Style: Blended Mixed Fermentation Hoppy Farmhouse Ale
From: Newcastle/Portland, ME
Brewery’s Note: “Crossfade is a blend of hop-forward saisons. The presence of wild yeasts increase the complexity and longevity of this blonde farmhouse ale.”
This bottle pours out a frothy, radiant yellow with chalky highlights. A head of sudsy, eggshell white that dwindles to a soapy cap. The beer’s body is clear and clean with a definite haze. This glass looks like a beautiful cup of farmhouse ale. Lacing is slick and sudsy with nice strands braking off from full sheets in lovely tentacles. On the nose, the beer smells of beautiful citrus with subtle loam, slight cheese rind, and damp mushrooms. Hay blends with healthy doses of lemon and tangerine, slight herbal spice, and a little bit of pine. Faint cider, lemongrass, warm bready malts open slowly as the glass sits.
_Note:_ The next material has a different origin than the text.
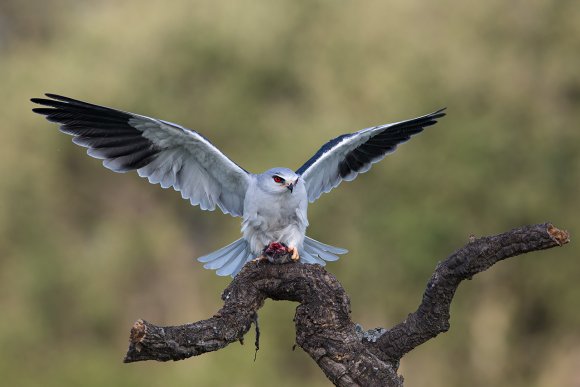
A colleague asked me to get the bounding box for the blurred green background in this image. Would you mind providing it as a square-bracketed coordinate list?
[0, 0, 580, 387]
On the tongue, the beer tastes citrus sweet, and with a touch of bread and oak sugar. The citrus gives a faint touch of acidity that moves in between the sweet citrus, but bitterness moves in beautifully on the close with a great blend of herb with bitter citrus and just a touch of tannic oak and tea bitterness. The bitterness builds beautifully, interplaying with the slight acidity and sweetness, slowly growing to a dry, piney finish. The taste starts like a dry-hopped sour, fruit juice with slight mango and lemon juice, but then it slowly falls herbal and piney with big pith and citrus. As it warms, the oak and fungal funk build to lovely levels. It starts funky, dry-hopped sour citrus and tropical fruit forward, but then really builds beautiful bitterness into a drying and tasty finish. It’s like a true IPA finish, yet with a more old world, herbal bent. On the mouth, the beer feels on the thinner side of medium bodied with a middling carb that gives lovely effervescences and a snap of bitterness that builds to almost resinous on the finish, leaving a sticky sheen on the tongue. Spittle is pouring over the tongue as the beer finishes, yet the mouth grows dry despite the torrent of spittle. Overall, this beer is a beautiful hoppy convergence of barrel-aged farmhouse ales, dry-hopped sours, and an IPA finish. In many ways, this feels like a hoppier evolution of Etoile Du Maine. It’s definitely more hop forward, but with that same nice barrel nuance that really builds long-lasting complexity into the sip. Oxbow has been doing funky things in the woods for 5 years now, and this is a beautiful continuation of their ever rising claims to fame. This is delicious, and despite the half year of age, those hops are still bright and wonderful in the mouth, meshing bitters and citrus and all the yum.